Comunicação e linguagem Manual do professor Capítulo 8

Capítulo 8 – Palestra, debate e diálogo formal
Respostas das atividades (p. 239-241)
No fim deste Capítulo 8, sugerimos a execução de duas atividades em equipe: uma exposição
oral e um debate. Embora, evidentemente, não haja respostas exatas para essas tarefas,
sugerimos que seja realizada uma avaliação coletiva ao final delas. Ver a esse respeito os
procedimentos de avaliação sugeridos nos próprios enunciados.

Orientações e sugestões para o trabalho em sala de aula
Tempo sugerido para a abordagem deste capítulo – 2 a 3 aulas.

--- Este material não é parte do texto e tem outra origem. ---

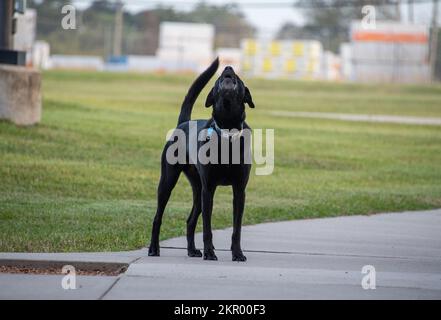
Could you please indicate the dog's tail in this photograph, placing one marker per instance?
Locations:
(195, 90)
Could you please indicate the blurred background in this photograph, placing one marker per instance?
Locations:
(88, 90)
(303, 39)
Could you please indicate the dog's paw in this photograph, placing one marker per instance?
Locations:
(194, 253)
(239, 257)
(153, 251)
(209, 255)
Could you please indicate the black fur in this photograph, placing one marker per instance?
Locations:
(228, 98)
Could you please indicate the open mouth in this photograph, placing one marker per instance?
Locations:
(228, 82)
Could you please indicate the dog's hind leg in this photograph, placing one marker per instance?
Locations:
(207, 208)
(192, 220)
(169, 177)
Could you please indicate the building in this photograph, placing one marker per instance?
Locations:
(185, 46)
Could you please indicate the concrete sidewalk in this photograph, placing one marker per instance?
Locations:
(305, 259)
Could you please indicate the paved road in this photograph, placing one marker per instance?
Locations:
(306, 259)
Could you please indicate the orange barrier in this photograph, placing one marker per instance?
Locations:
(390, 37)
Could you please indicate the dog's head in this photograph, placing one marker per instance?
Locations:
(228, 98)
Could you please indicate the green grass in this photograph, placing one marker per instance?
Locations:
(85, 178)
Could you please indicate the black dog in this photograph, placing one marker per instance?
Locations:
(228, 98)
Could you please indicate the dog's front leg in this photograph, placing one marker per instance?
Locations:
(207, 208)
(238, 208)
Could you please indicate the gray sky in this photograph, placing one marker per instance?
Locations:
(267, 19)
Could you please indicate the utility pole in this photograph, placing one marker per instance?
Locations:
(434, 39)
(410, 11)
(398, 10)
(20, 94)
(117, 37)
(6, 14)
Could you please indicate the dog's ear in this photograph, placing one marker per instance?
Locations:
(248, 99)
(210, 99)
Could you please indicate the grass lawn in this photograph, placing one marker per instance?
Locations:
(85, 178)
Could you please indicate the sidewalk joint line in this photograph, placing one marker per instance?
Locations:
(312, 254)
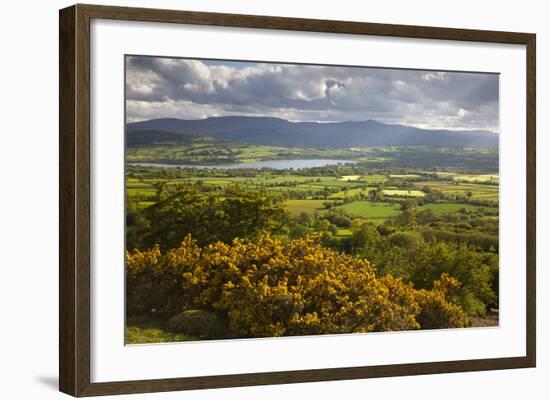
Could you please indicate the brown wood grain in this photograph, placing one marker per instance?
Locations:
(74, 199)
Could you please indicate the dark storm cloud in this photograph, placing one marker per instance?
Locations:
(165, 87)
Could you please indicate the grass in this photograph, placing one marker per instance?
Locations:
(487, 178)
(371, 210)
(403, 192)
(350, 192)
(297, 206)
(149, 330)
(441, 208)
(478, 191)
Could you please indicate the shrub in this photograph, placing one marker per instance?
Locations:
(198, 323)
(436, 312)
(273, 288)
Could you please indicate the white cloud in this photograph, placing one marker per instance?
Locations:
(169, 87)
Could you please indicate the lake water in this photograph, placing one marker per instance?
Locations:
(274, 164)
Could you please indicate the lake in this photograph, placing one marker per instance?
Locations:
(274, 164)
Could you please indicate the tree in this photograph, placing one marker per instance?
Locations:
(272, 288)
(211, 217)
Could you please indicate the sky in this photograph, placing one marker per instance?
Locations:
(159, 87)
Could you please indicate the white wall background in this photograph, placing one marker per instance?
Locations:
(29, 183)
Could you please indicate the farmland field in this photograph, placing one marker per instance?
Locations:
(371, 210)
(268, 200)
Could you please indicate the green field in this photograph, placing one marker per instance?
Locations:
(371, 210)
(147, 330)
(477, 191)
(441, 208)
(305, 205)
(409, 193)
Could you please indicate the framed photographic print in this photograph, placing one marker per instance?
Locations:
(250, 200)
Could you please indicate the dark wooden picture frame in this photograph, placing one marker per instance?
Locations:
(74, 205)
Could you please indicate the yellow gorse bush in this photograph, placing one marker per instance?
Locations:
(274, 288)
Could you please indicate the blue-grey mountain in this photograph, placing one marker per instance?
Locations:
(279, 132)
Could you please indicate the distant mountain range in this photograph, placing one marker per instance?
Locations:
(280, 132)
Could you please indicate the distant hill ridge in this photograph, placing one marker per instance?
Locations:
(279, 132)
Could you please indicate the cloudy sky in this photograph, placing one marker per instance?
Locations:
(194, 89)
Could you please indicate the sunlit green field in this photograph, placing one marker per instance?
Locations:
(297, 206)
(403, 192)
(440, 208)
(477, 191)
(371, 210)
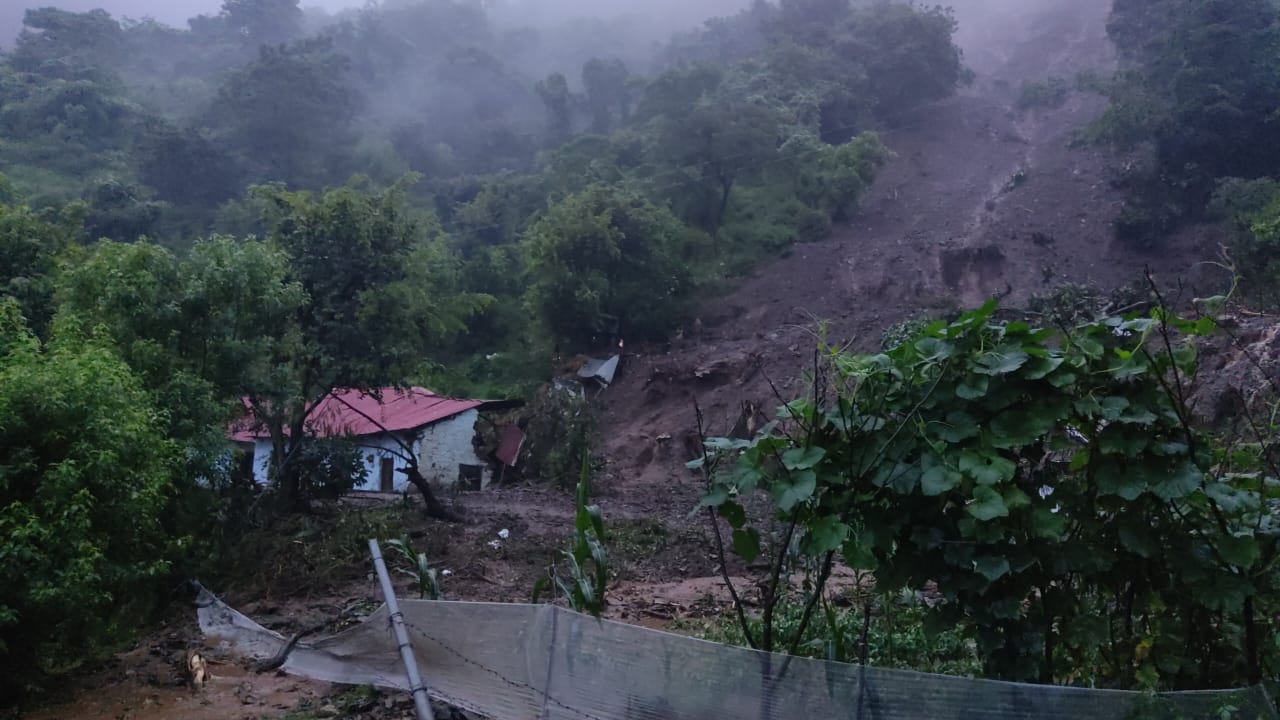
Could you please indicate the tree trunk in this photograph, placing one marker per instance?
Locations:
(726, 191)
(434, 507)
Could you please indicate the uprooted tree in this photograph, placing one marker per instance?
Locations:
(1051, 484)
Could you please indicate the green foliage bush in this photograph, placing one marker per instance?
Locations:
(899, 636)
(607, 264)
(561, 429)
(85, 478)
(1196, 96)
(1050, 486)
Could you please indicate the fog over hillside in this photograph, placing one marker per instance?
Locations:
(668, 14)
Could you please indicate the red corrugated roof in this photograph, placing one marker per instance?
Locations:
(359, 413)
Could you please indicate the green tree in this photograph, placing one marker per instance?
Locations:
(558, 103)
(608, 92)
(30, 247)
(263, 22)
(200, 332)
(63, 44)
(289, 115)
(382, 296)
(1196, 98)
(607, 263)
(717, 142)
(85, 475)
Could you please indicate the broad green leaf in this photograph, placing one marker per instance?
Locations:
(725, 445)
(1183, 481)
(1240, 551)
(987, 468)
(800, 488)
(1047, 524)
(937, 479)
(1136, 536)
(1061, 378)
(959, 425)
(1040, 368)
(1114, 481)
(1016, 428)
(973, 387)
(987, 504)
(1230, 499)
(1079, 461)
(858, 551)
(824, 534)
(803, 458)
(746, 543)
(714, 499)
(935, 349)
(1112, 406)
(1002, 360)
(1015, 497)
(991, 566)
(1123, 440)
(1091, 347)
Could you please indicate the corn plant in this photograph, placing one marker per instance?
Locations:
(585, 575)
(426, 579)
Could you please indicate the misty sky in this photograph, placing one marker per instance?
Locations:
(169, 12)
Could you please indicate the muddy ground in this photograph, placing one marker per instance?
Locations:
(981, 200)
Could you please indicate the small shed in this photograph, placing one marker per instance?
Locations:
(383, 423)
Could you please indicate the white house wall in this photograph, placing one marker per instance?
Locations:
(442, 449)
(373, 450)
(446, 446)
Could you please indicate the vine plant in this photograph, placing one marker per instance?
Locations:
(1051, 486)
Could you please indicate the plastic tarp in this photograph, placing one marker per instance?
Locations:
(539, 661)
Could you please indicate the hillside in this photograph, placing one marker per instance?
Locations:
(986, 195)
(979, 200)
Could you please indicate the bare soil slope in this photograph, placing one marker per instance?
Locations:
(981, 200)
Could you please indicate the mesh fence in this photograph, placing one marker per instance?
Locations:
(539, 661)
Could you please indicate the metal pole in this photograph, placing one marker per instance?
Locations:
(421, 702)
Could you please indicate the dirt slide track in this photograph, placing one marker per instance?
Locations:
(981, 200)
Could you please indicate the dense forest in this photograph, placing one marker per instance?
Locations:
(272, 204)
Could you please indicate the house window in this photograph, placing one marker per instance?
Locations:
(388, 475)
(470, 477)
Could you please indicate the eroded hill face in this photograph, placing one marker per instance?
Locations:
(981, 200)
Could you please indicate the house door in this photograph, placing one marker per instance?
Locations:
(388, 475)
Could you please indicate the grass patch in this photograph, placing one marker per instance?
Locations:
(311, 554)
(900, 636)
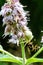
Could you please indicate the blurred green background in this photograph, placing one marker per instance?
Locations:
(35, 24)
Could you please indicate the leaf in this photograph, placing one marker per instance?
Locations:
(7, 57)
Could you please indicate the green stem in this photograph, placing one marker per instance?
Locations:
(23, 52)
(9, 57)
(37, 53)
(33, 60)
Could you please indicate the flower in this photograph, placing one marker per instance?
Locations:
(15, 19)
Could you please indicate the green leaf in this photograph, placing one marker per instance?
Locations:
(7, 57)
(33, 60)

Objetivos de aprendizagem 1 e 2 – Diferenciar exposição oral e debate. Identificar as etapas
de uma exposição oral.

Para preservar a organização lógica dos conteúdos, dedicamos a quarta e última parte
do livro ao estudo da comunicação oral. Nada impede, porém, que o professor antecipe a
abordagem a esse tópico, conforme as necessidades e interesses de seus alunos. As atividades
sugeridas ao fim do capítulo podem, do mesmo modo, ser substituídas por outras mais
próximas da realidade da turma – talvez eles precisem, por exemplo, preparar-se para um
seminário exigido por outra disciplina, e as orientações deste capítulo possam então ser
direcionadas ao evento.

Seja como for, o ideal é que a condução da aula seja essencialmente prática. Se possível,
seria interessante exibir à classe alguns exemplos de exposição oral para que os alunos
observem, em situações concretas, os aspectos mencionados na teoria.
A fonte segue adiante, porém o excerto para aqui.